Local News
ICE rounds up three in Dalton
While most criminals do their crimes in secret, gang members “tend to flaunt” their criminal activity, says David Nahmias, the U.S. attorney for the Northern District of Georgia.
“Gang members drive a car on a crowded street and fire an entire magazine of bullets,” Nahmias said. “We don’t do a good job of identifying crimes as gang related. There’s a lot that goes on that is not identified.”
Graffiti is one of the first signs of gang activity, Nahmias said.
“When you see the graffiti, that’s when you start dealing with the problem,” he said.
With school out, law enforcement officers see an increase in gang activity. This can range from graffiti to drive-by shootings.
“We are trying to get ahead of the problem,” Nahmias said. “(Gang activity) progresses from minor petty crimes to drive-by shootings to murders.”
Last week officers with the federal Immigration and Customs Enforcement (ICE) conducted a state-wide sweep that resulted in three arrests in Whitfield County for immigration violations and more than 120 arrests from the areas of metro Atlanta, Savannah and Albany. The three arrested in Dalton were members of the Fifth Avenue gang, said Barbara Gonzalez, a spokeswoman for ICE.
The arrests were the result of a week-long investigation, Gonzalez said. Those arrested, who were not identified by ICE, were taken to an ICE detention center in south Georgia.
The sweeps are just one way the federal government targets gangs, Nahmias said. Another method is to focus on individual gang members who break the law.
“We work with ICE to identify those gang members,” Nahmias said.
Recruitment begins when kids are in junior high. And the perception that gangs are tied to immigration is acceptable, Nahmias said.

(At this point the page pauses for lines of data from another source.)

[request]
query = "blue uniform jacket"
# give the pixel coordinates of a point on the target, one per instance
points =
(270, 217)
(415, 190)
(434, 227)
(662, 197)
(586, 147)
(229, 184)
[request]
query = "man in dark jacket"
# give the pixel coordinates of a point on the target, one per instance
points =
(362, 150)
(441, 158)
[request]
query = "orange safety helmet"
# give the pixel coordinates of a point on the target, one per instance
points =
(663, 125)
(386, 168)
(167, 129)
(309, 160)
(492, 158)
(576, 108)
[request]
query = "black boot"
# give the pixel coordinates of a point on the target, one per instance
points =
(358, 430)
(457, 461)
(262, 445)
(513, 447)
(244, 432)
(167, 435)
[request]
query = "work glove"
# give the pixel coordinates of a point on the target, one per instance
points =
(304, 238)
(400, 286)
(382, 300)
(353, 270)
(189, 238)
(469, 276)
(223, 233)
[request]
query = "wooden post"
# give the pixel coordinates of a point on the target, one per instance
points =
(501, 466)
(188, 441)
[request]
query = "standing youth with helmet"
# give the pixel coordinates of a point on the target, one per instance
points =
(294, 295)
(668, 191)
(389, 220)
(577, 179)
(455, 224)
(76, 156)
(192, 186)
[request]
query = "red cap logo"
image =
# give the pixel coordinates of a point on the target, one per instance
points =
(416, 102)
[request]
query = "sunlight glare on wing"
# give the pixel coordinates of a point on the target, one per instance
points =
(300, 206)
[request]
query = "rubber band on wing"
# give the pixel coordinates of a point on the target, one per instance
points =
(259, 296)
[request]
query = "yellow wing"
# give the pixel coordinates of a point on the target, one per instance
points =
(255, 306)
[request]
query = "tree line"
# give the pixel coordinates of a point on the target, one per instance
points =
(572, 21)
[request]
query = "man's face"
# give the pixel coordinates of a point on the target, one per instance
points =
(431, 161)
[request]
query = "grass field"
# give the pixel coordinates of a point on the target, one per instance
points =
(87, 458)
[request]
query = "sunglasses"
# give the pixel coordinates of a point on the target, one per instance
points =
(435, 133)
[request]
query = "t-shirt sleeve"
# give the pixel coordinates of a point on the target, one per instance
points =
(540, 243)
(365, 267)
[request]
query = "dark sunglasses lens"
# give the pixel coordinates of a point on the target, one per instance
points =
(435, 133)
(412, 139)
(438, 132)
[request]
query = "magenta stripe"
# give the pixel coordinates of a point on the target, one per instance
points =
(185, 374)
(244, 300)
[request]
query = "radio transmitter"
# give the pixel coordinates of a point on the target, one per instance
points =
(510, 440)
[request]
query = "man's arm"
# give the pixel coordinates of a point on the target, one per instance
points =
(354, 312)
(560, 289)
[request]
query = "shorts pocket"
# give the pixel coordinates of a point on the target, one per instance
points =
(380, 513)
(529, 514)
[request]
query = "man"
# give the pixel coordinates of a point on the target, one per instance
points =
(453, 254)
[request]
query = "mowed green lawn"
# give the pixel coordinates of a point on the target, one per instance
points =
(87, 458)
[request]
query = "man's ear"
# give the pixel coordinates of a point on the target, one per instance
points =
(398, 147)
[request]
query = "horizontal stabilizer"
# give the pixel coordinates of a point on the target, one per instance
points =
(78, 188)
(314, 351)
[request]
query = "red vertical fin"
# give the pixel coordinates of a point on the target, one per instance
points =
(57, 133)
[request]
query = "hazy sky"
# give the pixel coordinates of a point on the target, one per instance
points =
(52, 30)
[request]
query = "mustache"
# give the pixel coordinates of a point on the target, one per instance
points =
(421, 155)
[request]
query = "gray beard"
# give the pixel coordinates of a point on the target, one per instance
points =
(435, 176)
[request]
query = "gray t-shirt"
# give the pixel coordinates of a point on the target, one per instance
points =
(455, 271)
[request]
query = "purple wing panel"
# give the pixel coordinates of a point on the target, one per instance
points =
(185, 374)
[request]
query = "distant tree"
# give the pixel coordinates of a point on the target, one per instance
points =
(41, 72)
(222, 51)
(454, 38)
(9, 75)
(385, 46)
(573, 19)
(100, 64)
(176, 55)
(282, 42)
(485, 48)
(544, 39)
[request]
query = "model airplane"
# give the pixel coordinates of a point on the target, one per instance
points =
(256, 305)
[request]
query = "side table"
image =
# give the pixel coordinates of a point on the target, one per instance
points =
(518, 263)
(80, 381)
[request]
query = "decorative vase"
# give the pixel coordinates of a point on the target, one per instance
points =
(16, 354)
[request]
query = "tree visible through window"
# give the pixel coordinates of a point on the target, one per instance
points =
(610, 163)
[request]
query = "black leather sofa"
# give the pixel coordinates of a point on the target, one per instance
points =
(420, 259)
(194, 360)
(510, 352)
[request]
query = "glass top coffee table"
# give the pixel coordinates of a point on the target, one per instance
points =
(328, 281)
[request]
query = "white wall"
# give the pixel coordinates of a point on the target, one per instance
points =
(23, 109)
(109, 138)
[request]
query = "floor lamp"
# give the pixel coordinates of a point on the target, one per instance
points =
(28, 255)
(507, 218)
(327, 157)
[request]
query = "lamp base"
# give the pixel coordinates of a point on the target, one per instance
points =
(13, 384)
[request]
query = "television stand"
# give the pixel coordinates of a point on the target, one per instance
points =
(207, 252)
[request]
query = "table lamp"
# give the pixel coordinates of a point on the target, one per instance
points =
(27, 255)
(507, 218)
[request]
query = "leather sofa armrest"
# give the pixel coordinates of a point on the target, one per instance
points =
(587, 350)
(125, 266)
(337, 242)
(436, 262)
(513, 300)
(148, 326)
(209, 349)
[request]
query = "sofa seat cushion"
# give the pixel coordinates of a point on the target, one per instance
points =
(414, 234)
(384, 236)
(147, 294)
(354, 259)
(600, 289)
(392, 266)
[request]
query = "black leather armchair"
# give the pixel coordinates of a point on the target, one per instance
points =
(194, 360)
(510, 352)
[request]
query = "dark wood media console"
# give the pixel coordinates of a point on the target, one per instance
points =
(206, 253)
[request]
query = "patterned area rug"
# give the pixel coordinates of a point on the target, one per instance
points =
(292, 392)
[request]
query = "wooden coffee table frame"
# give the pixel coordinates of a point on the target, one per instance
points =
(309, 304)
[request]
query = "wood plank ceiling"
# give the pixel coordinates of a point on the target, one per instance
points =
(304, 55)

“These are young people without strong ties to the communities who don’t feel like they have viable options,” Nahmias said.
But things are improving, he said. The public may not see the work that officials such as those with the Conasauga Safe Streets Task Force do every day to identify gang members. And large investigations, which Nahmias would not disclose, are going on across the district, he said.
While law enforcement officials are working to curtail gang activity, members of the public can keep kids from getting involved in gangs.
“The one thing we have heard is to give kids in middle school and early high school some alternative to being on the street,” Nahmias said. “This is the most important time.”